Features related to challenging supra-aortic access
Unfavorable vascular features Initial operative strategy Observation
Leriche syndrome Direct carotid puncture Initial option for anterior circulation stroke
Transradial access Initial option for posterior circulation stroke
Aortic arch morphology type II Coaxial technique with Vitek diagnostic catheter Usually no further strategy is necessary.
Aortic arch morphology type III Coaxial technique with Vitek diagnostic catheter Alternatives strategies are the use of multiple guidewires and balloon-anchoring technique.
Bovine aortic arch variant Coaxial technique with Vitek diagnostic catheter In case of failure with the use of multiple guidewires and balloon-anchoring technique, we favor transradial approach.
Acute angle turn of common carotid artery Coaxial technique with Vitek diagnostic catheter Alternatives strategies are the use of multiple guidewires and balloon-anchoring technique. We usually associated a rotation ipsilateral to the common carotid and sometimes we change the Vitek catheter for a vertebral diagnostic catheter once the guiding catheter is engaged in the target supra-aortic vessel.
Left carotid stroke Coaxial technique with Vitek diagnostic catheter When this feature is isolated it is not particularly challenging.
Table 2.
Features related to challenging cervical and intracranial route
Unfavorable vascular features Initial operative strategy Observation
ICA dolichoarteriopathy Intermediate catheter At operator discretion it can be used a combined technique with stent-retriever.
Carotid siphon tortuosity Intermediate catheter At operator discretion it can be used a combined technique with stent-retriever.
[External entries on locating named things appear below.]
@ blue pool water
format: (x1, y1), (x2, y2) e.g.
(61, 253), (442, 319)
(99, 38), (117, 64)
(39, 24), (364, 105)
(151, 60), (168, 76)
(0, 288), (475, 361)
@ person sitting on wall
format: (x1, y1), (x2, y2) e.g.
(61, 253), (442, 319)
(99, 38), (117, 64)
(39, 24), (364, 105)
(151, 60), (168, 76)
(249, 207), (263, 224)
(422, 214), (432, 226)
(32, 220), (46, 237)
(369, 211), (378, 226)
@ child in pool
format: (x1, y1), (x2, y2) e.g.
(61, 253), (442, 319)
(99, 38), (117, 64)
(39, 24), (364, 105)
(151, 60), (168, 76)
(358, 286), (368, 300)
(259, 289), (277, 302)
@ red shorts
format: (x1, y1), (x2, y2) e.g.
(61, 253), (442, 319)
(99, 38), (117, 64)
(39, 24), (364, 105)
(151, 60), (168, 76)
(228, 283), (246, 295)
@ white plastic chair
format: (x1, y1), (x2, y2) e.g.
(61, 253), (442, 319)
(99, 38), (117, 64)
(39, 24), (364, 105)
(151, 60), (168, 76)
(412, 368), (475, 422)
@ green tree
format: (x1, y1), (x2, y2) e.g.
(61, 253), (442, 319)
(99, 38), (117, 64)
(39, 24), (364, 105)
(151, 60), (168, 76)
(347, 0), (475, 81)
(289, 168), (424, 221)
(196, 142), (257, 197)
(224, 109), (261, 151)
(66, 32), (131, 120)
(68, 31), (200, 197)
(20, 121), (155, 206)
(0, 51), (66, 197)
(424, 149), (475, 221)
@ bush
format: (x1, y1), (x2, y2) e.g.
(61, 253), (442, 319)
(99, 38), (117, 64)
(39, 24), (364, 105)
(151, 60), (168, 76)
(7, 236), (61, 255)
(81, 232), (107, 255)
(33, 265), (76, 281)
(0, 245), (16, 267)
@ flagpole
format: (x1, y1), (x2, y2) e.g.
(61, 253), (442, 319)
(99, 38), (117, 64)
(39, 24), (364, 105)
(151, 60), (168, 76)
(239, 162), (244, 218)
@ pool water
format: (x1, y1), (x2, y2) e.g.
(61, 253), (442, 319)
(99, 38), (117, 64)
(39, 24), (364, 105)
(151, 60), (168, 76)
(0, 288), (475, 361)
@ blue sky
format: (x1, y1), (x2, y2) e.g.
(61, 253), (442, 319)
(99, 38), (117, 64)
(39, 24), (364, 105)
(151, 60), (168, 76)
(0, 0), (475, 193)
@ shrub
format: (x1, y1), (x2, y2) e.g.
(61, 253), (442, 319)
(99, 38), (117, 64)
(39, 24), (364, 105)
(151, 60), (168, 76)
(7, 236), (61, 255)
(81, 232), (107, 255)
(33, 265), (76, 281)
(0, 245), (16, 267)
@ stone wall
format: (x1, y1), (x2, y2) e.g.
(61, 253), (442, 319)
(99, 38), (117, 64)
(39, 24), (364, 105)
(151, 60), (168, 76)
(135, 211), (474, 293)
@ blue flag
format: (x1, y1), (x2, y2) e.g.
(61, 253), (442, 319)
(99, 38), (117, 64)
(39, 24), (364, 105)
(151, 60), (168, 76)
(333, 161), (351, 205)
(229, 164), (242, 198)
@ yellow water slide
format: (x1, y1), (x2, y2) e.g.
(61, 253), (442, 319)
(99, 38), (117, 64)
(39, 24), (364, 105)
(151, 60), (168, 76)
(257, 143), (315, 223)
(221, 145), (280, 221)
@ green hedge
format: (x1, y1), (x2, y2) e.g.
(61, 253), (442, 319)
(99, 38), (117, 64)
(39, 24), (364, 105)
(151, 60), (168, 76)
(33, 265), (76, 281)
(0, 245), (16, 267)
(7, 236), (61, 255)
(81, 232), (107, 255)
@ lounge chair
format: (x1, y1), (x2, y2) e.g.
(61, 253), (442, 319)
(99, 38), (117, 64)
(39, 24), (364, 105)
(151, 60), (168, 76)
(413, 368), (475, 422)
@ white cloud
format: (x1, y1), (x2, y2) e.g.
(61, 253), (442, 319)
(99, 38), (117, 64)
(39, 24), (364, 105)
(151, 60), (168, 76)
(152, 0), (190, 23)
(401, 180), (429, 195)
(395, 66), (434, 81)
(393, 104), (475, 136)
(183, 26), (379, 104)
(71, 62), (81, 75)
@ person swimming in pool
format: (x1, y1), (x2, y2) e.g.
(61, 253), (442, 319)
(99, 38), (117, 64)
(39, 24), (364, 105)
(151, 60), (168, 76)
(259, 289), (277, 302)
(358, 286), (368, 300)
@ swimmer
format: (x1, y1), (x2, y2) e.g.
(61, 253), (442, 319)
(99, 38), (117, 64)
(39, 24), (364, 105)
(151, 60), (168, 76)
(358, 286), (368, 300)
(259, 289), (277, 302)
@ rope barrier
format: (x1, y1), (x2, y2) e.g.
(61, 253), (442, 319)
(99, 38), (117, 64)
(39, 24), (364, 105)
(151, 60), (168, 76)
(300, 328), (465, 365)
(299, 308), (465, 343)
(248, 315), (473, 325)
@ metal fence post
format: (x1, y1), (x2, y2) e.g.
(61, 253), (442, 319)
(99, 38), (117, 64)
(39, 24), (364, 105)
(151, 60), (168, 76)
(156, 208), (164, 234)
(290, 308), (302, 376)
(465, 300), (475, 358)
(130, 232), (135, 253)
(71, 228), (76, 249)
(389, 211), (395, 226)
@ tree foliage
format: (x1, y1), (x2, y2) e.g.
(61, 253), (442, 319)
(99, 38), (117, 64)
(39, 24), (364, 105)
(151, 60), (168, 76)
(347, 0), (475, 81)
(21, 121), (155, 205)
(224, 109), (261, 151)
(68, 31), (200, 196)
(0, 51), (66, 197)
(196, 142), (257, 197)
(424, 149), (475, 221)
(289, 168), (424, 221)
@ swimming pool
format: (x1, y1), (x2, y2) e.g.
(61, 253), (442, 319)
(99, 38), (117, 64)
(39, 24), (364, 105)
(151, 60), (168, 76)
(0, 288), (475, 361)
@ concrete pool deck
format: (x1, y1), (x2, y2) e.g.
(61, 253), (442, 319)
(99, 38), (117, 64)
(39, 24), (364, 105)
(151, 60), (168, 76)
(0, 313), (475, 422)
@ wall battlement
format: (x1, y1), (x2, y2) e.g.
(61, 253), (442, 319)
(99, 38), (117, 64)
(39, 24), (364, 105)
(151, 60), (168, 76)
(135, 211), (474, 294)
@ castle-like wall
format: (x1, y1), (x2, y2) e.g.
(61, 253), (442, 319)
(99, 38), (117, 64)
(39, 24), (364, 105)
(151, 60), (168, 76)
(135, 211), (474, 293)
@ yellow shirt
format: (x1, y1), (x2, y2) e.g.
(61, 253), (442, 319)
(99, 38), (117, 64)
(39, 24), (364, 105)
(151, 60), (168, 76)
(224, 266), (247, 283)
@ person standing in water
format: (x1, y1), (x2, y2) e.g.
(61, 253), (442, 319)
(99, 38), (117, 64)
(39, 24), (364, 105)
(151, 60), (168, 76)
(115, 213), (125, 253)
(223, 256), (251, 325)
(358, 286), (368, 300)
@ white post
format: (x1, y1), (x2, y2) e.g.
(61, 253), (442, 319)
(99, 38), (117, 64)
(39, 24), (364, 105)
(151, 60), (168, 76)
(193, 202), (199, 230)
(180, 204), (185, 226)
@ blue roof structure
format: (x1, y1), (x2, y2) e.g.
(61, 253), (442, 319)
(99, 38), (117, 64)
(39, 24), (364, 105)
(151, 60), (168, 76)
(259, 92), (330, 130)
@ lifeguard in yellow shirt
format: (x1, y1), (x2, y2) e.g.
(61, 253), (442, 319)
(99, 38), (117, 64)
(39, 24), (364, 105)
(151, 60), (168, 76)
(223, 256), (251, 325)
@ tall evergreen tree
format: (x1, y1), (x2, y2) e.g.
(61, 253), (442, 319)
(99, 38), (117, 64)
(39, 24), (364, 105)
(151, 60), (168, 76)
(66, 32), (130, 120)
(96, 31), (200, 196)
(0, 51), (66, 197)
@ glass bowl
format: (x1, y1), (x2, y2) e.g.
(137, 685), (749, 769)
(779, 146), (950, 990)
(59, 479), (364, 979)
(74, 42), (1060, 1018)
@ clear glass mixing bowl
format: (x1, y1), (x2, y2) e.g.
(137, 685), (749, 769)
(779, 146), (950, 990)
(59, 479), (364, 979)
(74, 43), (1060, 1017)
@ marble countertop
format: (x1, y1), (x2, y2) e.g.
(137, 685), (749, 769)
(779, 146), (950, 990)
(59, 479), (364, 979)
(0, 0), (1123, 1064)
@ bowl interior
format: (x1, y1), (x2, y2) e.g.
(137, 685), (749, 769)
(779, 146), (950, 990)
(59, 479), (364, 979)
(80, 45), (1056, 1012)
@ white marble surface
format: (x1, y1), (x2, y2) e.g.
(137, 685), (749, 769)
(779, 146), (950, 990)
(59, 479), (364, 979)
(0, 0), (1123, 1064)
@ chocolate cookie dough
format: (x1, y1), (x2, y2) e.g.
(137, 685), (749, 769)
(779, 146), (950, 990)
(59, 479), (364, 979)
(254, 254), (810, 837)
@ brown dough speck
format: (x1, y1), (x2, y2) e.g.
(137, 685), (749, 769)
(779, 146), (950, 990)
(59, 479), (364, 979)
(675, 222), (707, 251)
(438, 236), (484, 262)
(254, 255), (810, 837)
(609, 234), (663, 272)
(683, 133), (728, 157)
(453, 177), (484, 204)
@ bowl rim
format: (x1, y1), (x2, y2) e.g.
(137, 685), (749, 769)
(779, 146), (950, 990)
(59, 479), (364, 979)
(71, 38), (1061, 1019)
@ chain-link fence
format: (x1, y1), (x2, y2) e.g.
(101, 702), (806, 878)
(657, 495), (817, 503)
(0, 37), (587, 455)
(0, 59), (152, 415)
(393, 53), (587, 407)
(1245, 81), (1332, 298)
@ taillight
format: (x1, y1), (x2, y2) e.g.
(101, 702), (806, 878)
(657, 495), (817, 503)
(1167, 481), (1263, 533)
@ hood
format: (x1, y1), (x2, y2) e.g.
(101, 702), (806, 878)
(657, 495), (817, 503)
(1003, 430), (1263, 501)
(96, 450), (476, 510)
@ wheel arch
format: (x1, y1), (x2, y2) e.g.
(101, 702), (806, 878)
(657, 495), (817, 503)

Curved MCA (or curved target vessel) Intermediate catheter Initial option should be direct aspiration.
In case no aspiration catheter is available a double stent-technique may be an acceptable option either in parallel or in Y configuration.
Clot placed in a bifurcation Intermediate catheter Initial option could be either stent-retriever or contact aspiration.
In case of failure of both stent-retriever and contact aspiration a Y stent-technique may be an acceptable option.
ICA, internal carotid artery; MCA, middle cerebral artery.